Raising the yield potential of wheat to feed the world

Feeding the world’s growing population is one of society’s greatest challenges. The AARNet network connects Australian scientists to global interdisciplinary research efforts addressing threats to food security.

Australian scientists are contributing to developing plants that are able to efficiently obtain the resources provided by nature and by farmers, particularly in harsh and changing environments, to generate greater yields.

For example, wheat is one of the most important staple crops, providing a fifth of the daily calories in human diets.

Raising the yield potential of wheat

Australian Research Council (ARC) Centre of Excellence in Plant Energy Biology researchers at the Australian National University, University of Western Australia and University of Adelaide are participating in a project to address a key component of a global future food security solution by attempting to increase the energy efficiency of wheat.

This research forms part of the International Wheat Yield Partnership (IWYP) plan, a collaboration between G20 nations, to raise the genetic yield potential of wheat by up to 50% by 2020.

ARC Centre of Excellence for Translational Photosynthesis researchers and scientists from the International Maize and Wheat Improvement Centre in Mexico are also part of the team that is exploiting the energy systems of wheat plants to dramatically improve their yield.

They are using a novel approach that combines cutting-edge molecular techniques with traditional breeding to raise the genetic yield potential of wheat to address global food security.

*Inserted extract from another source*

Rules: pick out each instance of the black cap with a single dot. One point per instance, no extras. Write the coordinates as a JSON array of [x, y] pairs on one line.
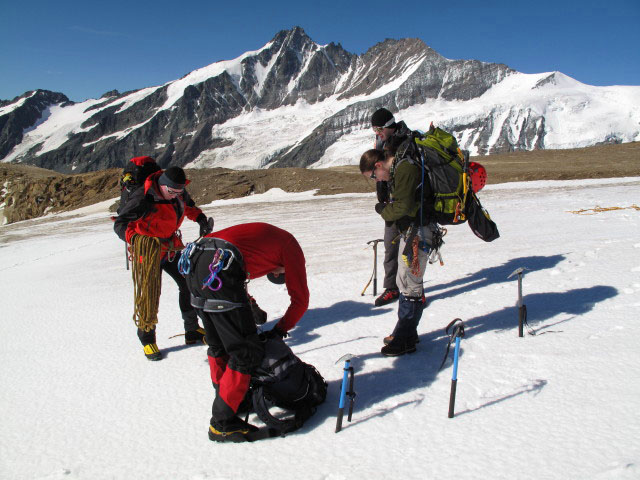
[[173, 177], [382, 118]]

Connecting researchers across the globe

AARNet’s trans-Pacific interconnection to the global network of research and education networks removes the barrier of distance for researchers working on the IWYP project and other collaborative initiatives.

“With the world’s population estimated to reach 9.6 billion by 2050, making staple foods – wheat, grains and rice – higher yielding, more resilient to climate variability and also more nutritious is vital.

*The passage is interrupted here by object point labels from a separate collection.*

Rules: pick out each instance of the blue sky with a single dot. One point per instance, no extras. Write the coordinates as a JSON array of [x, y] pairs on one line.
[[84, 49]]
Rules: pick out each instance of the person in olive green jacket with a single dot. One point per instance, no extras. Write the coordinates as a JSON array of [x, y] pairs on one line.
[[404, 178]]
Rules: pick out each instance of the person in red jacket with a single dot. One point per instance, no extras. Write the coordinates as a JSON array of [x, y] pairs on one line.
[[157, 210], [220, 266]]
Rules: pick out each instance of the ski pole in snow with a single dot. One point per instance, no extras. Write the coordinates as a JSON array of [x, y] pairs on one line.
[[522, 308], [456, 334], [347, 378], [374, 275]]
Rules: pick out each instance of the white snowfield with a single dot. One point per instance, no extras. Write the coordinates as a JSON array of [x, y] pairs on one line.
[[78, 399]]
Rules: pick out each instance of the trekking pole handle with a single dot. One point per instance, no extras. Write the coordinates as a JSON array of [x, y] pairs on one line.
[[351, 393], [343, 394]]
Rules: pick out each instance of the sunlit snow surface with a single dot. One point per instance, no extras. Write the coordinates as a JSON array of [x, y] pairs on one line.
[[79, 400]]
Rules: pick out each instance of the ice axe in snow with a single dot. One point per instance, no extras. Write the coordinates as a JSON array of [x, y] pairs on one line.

“We can’t delay. Collaboration on a global scale is needed to have those three producing the bulk of the food in the world, or there’ll be problems,” said researcher Professor Barry Pogson from the ARC Centre of Excellence in Plant Energy Biology and Chair of the Global Plant Council.

The Centre’s international partners also include the Max-Planck Institute for Molecular Plant Physiology in Germany and the Salk Institute for Biological Studies in the United States, among other leading research organisations worldwide. These partners share the aim of improving the sustainable productivity of plants to help meet the world’s demand for food into the future.